# Homework Help: Finding volume in Polar Coordinates

1. Nov 2, 2013

### PsychonautQQ

1. The problem statement, all variables and given/known data
Find the volume of the wedge-shaped region contained in the cylinder x^2+y^2=9 bounded by the plane z=x and below by the xy plane

2. Relevant equations

3. The attempt at a solution
So it seems a common theme for me I have a hard time finding the limits of integration for the dθ term when I integrate in polar coordinates.

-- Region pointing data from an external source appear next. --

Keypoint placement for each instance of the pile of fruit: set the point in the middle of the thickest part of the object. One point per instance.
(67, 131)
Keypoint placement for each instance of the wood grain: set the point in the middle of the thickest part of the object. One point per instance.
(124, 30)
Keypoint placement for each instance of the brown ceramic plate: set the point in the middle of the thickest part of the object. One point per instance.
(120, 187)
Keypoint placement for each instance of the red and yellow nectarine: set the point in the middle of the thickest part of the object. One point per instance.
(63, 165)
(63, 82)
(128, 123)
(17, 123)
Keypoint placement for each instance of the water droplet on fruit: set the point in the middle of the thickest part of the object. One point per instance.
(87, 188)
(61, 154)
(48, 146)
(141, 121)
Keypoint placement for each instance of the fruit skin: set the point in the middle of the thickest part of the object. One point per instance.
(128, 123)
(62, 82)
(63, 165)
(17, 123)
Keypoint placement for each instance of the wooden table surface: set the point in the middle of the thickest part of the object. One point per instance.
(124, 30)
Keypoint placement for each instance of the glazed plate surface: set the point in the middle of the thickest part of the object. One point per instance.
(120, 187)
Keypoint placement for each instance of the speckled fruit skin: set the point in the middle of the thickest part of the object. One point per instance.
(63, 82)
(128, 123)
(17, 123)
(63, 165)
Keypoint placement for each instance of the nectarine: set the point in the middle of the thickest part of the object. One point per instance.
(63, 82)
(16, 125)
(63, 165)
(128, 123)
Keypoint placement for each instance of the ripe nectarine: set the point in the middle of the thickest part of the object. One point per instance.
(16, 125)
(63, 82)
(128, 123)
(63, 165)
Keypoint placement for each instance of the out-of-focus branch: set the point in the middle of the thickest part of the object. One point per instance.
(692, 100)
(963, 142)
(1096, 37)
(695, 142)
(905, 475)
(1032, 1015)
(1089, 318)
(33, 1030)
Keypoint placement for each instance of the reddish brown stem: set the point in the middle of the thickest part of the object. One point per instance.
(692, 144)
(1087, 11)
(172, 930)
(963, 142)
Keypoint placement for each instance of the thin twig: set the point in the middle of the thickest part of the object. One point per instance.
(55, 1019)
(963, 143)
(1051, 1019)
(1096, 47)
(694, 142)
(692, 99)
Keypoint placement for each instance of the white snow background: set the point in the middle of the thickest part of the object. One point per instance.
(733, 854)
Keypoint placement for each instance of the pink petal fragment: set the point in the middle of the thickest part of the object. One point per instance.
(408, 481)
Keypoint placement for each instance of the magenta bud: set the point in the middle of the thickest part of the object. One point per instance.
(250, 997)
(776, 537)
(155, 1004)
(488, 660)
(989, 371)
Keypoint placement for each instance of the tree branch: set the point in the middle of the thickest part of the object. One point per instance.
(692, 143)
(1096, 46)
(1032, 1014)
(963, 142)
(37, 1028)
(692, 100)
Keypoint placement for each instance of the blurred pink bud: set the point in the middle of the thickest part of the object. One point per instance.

For this integral I am setting it up
triple integral rdzdrdθ where dr is between 0 and 3, dz is between 0 and rcosθ and dθ is between 0 and 2∏? is that correct?

2. Nov 2, 2013

### haruspex

You need to be careful with this one. There's no substitute (AFAIK) for visualising the region. Pay particular attention to the fact that it says below by the XY plane. That imposes a bound on z, and hence on theta.

3. Nov 2, 2013

### PsychonautQQ

does theta go from 0 to 45 since z=x it will create a 45 degree angle? dr between 0 and 3, and dz between 0 and rcos(theta)?

4. Nov 2, 2013

### LCKurtz

Show us a picture of what you have for the region.

5. Nov 2, 2013

### haruspex

Theta is an angle in the XY plane, so is not directly related to z = x.
If 0 <= z <= x and x = r cos θ and r > 0, what is the range of possible values for theta?

6. Nov 3, 2013

### vanhees71

Why should one use cylinder coordinates here to begin with?